Posted in: Theatre Reviews
Wonderland, Hampstead Theatre, review
By Sam Marlowe, The Times
Written from the heart by a miner’s daughter, this epic drama is a flawed, grimy black diamond in the rough — blunt, tough and gleaming in the underground darkness. Marking the 30th anniversary of the miners’ strike, Beth Steel’s ambitious, sprawling, impassioned play transports its audience down into the half-light and infernal heat of a Nottinghamshire pit among men who for generations risked their lives in backbreaking toil.
Meanwhile, the political elite, driven by monetarist economics and the Thatcherite ideal of the free market, lay their plans for pit closures, the hobbling of the National Union of Mineworkers and the dismantling of Britain’s coal industry. Edward Hall’s thrilling production is richly evocative and intensely moving, however, and, just as the light from the miners’ lamps slices through the murk, it turns a fiercely illuminating beam on our present. “Most of the cabinet thinks the coalfields are on Mars,” remarks Peter Walker, the energy secretary, raising a familiar sense of a political class insulated by arrogance and privilege from the effects of their actions.
Neither Margaret Thatcher nor Arthur Scargill ever appear, but their shadows loom large. On Ashley Martin-Davis’s vast, multilevel set with its coal trolleys, gantries, pit shaft and steel-cage lift, cold-blooded decision-making is set against sweat, danger and testosterone.
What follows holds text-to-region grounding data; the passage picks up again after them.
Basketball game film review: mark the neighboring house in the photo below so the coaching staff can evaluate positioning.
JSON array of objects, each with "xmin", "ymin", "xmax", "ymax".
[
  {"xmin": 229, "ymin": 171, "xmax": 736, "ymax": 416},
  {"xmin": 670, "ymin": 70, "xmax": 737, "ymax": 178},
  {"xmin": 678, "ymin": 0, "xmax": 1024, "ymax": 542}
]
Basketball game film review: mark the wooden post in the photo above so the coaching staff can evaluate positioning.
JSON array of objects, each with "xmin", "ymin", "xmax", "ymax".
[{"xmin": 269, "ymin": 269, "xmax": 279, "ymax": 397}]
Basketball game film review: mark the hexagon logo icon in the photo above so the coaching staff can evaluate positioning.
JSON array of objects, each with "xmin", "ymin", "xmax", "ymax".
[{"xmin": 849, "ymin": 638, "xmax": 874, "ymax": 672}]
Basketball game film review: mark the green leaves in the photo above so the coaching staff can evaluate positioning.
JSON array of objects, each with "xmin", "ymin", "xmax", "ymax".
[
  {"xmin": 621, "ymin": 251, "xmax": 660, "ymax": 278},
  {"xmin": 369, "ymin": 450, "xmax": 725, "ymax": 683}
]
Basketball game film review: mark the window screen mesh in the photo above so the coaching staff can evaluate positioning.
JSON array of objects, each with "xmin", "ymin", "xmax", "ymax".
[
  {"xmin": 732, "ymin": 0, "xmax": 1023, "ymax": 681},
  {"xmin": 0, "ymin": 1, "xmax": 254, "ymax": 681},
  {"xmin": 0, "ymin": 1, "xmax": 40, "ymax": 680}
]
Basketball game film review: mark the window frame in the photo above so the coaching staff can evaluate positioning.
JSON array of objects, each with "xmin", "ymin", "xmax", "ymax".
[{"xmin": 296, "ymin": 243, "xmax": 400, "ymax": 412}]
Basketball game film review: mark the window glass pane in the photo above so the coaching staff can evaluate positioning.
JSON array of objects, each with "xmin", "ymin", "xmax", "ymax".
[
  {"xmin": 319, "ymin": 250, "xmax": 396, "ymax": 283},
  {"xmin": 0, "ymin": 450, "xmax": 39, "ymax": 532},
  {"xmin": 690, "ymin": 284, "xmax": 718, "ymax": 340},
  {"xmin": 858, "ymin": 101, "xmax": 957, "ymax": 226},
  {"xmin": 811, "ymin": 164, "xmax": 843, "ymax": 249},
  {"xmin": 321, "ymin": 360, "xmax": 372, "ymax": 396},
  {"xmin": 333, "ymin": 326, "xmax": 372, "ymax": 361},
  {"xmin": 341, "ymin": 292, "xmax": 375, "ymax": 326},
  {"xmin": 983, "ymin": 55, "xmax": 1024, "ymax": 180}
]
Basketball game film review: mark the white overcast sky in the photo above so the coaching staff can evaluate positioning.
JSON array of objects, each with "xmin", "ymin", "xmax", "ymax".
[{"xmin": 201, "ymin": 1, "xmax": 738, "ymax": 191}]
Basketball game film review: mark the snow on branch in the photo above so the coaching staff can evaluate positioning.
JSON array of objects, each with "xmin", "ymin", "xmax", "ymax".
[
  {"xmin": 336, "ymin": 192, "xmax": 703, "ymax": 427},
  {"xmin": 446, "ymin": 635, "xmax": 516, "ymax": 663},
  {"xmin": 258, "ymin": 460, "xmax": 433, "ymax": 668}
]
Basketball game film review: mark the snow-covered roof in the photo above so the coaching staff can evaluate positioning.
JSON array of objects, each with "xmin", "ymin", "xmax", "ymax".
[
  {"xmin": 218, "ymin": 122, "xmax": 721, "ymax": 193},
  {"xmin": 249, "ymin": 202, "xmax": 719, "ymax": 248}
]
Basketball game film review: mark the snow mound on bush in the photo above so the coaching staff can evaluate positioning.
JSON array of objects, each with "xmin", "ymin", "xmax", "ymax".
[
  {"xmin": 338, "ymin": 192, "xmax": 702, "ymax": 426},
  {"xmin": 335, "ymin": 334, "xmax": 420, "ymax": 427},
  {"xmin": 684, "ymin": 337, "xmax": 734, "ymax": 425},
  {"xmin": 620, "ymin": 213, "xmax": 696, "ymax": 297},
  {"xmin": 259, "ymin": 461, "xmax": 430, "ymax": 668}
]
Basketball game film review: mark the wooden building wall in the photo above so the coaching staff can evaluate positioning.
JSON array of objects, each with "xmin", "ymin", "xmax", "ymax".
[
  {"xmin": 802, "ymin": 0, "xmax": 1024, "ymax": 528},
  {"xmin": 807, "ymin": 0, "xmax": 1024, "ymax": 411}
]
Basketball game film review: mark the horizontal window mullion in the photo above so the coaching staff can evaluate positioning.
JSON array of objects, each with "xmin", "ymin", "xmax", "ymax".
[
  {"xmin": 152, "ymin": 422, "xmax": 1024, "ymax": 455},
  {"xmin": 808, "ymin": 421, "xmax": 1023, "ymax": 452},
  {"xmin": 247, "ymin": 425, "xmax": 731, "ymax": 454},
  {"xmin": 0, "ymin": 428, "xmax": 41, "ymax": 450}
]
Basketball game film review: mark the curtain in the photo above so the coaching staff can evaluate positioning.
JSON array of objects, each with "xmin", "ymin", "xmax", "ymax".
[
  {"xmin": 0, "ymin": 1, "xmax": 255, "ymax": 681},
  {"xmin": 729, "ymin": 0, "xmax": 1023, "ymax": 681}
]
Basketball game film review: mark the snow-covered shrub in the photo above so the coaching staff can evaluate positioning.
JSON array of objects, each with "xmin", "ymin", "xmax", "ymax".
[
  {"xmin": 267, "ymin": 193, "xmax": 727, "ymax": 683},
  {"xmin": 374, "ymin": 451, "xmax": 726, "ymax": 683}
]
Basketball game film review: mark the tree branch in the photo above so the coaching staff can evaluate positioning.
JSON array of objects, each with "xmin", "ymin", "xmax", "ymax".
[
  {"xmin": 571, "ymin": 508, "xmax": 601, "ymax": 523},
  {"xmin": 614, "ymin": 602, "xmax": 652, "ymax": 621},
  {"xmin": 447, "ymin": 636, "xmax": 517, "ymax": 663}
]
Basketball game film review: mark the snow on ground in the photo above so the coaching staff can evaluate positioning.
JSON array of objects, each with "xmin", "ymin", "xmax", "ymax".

Scenes of miners labouring, bantering, showering off the dirt that streaks their bodies — or dangling in the lift in the dark during a power cut — collide with conversations in which they have no voice, yet which will alter their lives forever.
Alongside the government’s strategy of coal stockpiling, media propaganda and the deployment of force, we hear Ian MacGregor, the new chairman of the National Coal Board, purring about how useful unemployment is in bringing workers to heel: “It makes people scared. And scared people don’t risk losing their jobs.”
We hear plans to axe benefits for miners’ families, and, once the strike begins and builds towards the notorious Battle of Orgreave, riot shields and batons replace the brutal language with real violence.
Folk songs, of pride, peril and shared history, lend a lyricism that heightens the poignancy of the action. Though Steel’s dialogue is sometimes declamatory, the performances, from an impeccably unified ensemble, are riveting. The writing may lack polish, but Wonderland is theatre of grit and guts.